More importantly perhaps, as I could not afford a car, walking the physical environment of the city, and observations in and from the ubiquitous candongueiros, the thousands of blue-and-white Toyota Hi-Ace minivans that make up the bulk of collective transport in Luanda, gave me a richer understanding of the tapestry of everyday life in Luanda. This was especially true because with such long-term fieldwork and under conditions where no one openly wants to speak of ‘politics’, it is key to attuning oneself to the fleeting manifestation of the political, that which ‘blinks, momentarily shows itself, and escapes’ (Navaro-Yashin 2002: 15).
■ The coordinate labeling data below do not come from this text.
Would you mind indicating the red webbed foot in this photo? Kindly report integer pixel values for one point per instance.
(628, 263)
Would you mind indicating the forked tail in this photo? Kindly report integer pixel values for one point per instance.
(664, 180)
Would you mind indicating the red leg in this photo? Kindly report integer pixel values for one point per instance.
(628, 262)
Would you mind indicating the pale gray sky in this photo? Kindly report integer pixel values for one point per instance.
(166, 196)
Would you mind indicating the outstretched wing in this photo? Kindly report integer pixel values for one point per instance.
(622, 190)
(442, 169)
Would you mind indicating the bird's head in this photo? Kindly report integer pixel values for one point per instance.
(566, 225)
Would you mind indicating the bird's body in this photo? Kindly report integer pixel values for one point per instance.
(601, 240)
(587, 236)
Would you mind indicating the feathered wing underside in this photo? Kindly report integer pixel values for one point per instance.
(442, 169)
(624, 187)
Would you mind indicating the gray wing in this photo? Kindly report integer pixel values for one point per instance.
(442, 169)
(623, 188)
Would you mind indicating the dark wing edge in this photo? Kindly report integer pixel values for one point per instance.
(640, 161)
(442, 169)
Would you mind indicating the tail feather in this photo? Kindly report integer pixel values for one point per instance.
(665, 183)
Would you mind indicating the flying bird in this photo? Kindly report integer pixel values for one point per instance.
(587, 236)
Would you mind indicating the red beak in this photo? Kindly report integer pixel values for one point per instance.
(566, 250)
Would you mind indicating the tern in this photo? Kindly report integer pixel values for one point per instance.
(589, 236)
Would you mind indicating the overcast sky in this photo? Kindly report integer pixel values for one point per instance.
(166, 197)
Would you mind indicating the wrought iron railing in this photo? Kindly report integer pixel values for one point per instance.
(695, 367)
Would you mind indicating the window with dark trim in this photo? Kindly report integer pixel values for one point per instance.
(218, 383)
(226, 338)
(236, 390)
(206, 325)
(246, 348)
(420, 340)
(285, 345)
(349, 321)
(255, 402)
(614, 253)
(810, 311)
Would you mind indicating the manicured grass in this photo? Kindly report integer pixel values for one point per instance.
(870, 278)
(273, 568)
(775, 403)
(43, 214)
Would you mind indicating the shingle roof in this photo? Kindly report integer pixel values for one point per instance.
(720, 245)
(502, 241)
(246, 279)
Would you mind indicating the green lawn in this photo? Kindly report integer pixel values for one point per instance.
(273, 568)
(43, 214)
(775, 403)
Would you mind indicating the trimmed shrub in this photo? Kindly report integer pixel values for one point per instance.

Being stuck in traffic or bouncing through rain-filled potholes, squeezed in between fellow passengers, and listening to protest rap blaring from the loudspeakers of the candongueiros was an exhilarating and often also a definitely political experience.
The playlist here is a small selection of popular tunes and summer hits from 2010/11. It mixes unabashedly commercial party and dance songs, Angola’s very own kuduro tracks (Moorman 2014), and the aforementioned protest raps, which really started in 2011 and continued ever since — for further reading see, here, here, here, and here. This will hopefully give you, the listener, a sensory immersion into the ‘immediatist’ rhythms of the City (Schubert 2016). Enjoy!
Moorman, M.J. (2014). Anatomy of Kuduro: Articulating the Angolan Body Politic after the War. African Studies Review, 57 (03), 21–40.
Navaro-Yashin, Y. (2002). Faces of the State: Secularism and Public Life in Turkey. Princeton, N.J. ; Oxford: Princeton University Press.
Schubert, J. (2016). ‘A Culture of Immediatism’: Co-optation and Complicity in Post-War Angola. Ethnos, 0 (online pre-publication).